Organizers of the upcoming Rome Film Festival will bestow a special award to Japanese filmmaker Takashi Miike, The Hollywood Reporter has learned.

The 54-year-old prolific director is the first Japanese to receive the Maverick Director Award, which is given to filmmakers who have created new and avant-garde styles of cinema.

Festival organizers said Miike is considered to be "one of the most original and prolific auteurs in contemporary cinema."

"Miike has left his mark on the history of genre cinema with his unmistakably brutal, always visually brilliant, cultured and above all, uncensored approach, devoid of all moralism," organizers said, according to Japan Times.

Apart from receiving the special award, Miike will also screen his new film, "As the Gods Will (Kamisama no Iu Toori)," at the festival. The movie, which stars actor Sota Fukushi, will compete in the Gala section for "popular but original" films at the festival.

"As the Gods Will" marks Miike's return to his gory roots. Described as the bloodier Japanese cousin of the popular dystopian franchise, "Hunger Games," Miike's latest film is based on a Muneyuki Kanshiro manga that follows the story of teenagers who are forced to participate in a series of games where losers must face death.

Last year, the prolific director presented the police thriller "Shield of Straw" in Cannes.
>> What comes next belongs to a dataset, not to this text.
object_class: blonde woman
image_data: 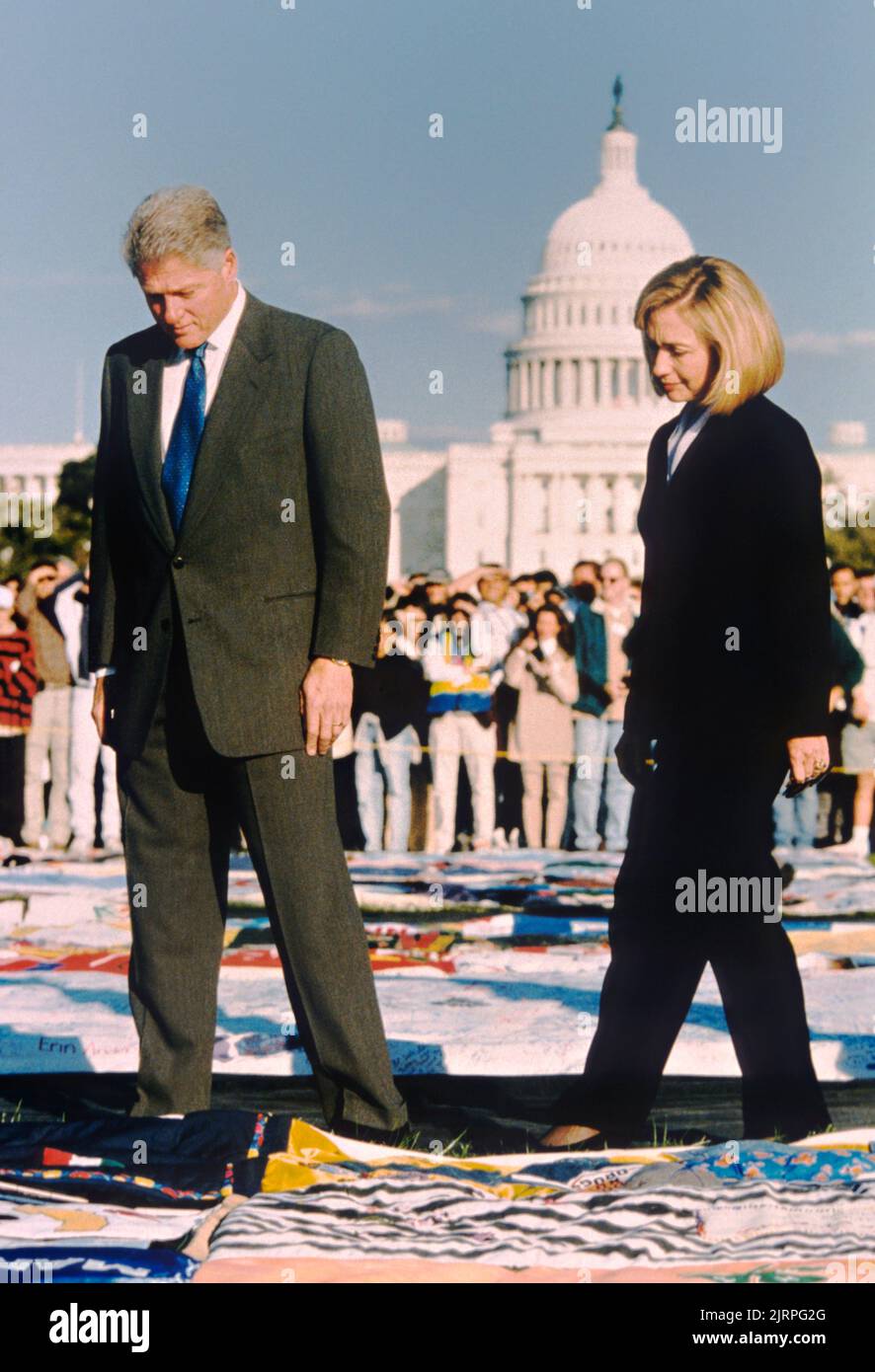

Throughout his 20-year career, genre-hopping Miike has helmed almost 100 films that spans the range of horror (One Missed Call) to yakuza thrillers (Ichi the Killer, Dead or Alive) to samurai movies (Thirteen Assassins, Zatoichi) and even family films (Ninja Kids).

In an interview, popular filmmaker Quentin Tarantino, who had a cameo in "Sukiyaki Western Django," even referred to Miike as "the godfather" of "ultraviolent, get-under-your-skin movies."

It will be Miike's third foray to the Rome Festival Festival following the 2012 world premiere of "The Lessons of the Evil" and the 2013 premiere of "The Mole Song: Undercover Agent Reiji" and "Blue Planet Brothers."

"Every one of his films is a breakneck race through an uncannily poetic and surprisingly political imagination," said festival artistic director Marco Muller.

The Rome Film Festival will be held from Oct. 16 to 25.